I would prefer at least an option in this apps to offer the customer a setting to decide the Page size , maybe I want a slower initial load but have everything loaded in one screen , imagine paginated File Manager

Agreed on most points. But 200 is a very different number from 3.2m. I would expect I could load all 200 in the client and get fast local operations. For 3.2m, I'd expect sending the filter off client would be faster.

Essentially, for performance there is a tradeoff between sending the data to where you will perform operations, and sending operations to the data. I don't know where the cutoff is, but I'd expect 3.2m to be on the "send operations to the data" side.

if there are 3 million simple objects like title, url, thumbnail url, why would be faster to send the request, to the filtering in the backed db and then send the response back? I suspect that an Array.filter would be as fast with a db search + the request overhead.

I just wish that the DOM would have some built in List,Table, Grid components, like you have in Qt,.Net WPF or Flex4 . Today we just have divs in divs in divs.

I mean, fair, you could have tiny objects?

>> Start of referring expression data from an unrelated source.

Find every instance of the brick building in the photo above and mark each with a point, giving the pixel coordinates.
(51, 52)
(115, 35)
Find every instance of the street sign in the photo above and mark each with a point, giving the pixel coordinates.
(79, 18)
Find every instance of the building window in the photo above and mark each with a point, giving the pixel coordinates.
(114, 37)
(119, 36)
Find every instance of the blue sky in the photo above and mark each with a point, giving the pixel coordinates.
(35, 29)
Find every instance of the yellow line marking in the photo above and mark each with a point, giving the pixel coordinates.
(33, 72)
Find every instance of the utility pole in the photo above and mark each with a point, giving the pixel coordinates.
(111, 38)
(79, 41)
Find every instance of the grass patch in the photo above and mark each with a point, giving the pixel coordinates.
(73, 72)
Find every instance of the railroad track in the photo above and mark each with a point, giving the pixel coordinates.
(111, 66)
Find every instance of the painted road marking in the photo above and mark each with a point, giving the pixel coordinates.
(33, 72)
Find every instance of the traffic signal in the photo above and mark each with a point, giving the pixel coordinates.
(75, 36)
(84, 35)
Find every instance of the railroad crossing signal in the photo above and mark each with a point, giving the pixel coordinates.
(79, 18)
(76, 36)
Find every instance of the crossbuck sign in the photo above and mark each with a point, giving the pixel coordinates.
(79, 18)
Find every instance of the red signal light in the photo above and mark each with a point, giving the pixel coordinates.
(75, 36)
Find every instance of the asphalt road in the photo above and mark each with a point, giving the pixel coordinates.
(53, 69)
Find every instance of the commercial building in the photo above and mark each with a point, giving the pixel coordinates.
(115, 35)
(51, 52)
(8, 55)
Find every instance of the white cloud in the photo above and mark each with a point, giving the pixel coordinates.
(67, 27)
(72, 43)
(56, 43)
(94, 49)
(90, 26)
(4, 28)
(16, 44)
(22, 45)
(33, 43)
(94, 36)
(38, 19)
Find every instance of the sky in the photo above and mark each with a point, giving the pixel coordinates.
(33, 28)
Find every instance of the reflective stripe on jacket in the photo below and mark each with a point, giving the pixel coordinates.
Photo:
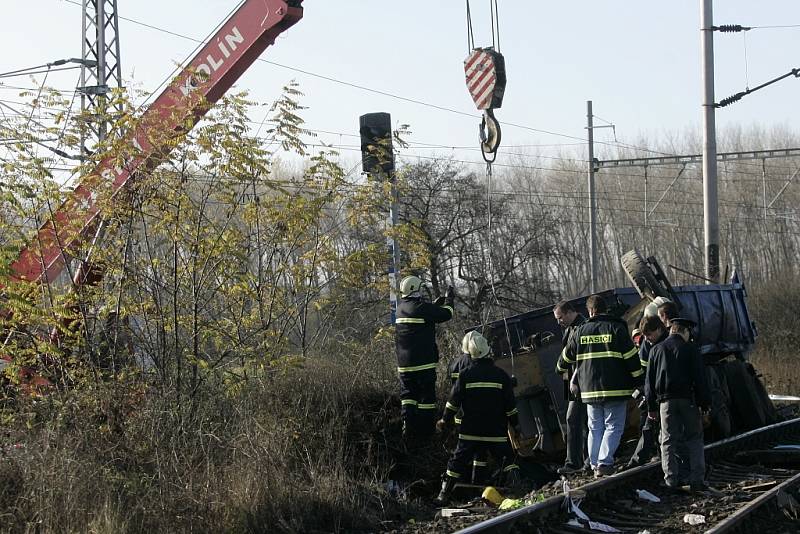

My assertion was to not send all 3m rows to the frontend, but only the results of any aggregations and such. Want to know the top N? That should require sending N rows, period. Same for filtering and such. This is basically just a restatement of the "send the operations to the data" approach. Is a big part of why doing joins in the database is so much faster than doing them in the application layer.

And, as you allude, the shuffling of all of the DOM overhead to manage what is visible is non-trivial. Yes, you can basically flyweight it to save memory, but it is only a matter of time before the user wants Ctrl-F to work and then you try to find a way to put the whole object in a place for the user to directly work against. (Yeah, you would probably try to capture Ctrl-F in the application and fake the native search. But then case folding and other concerns now have to be reimplemented by you.)

It's something that's both a common B2B requirement because users keep asking for it ("I want to see all of my data at once"), and something functionally ~useless.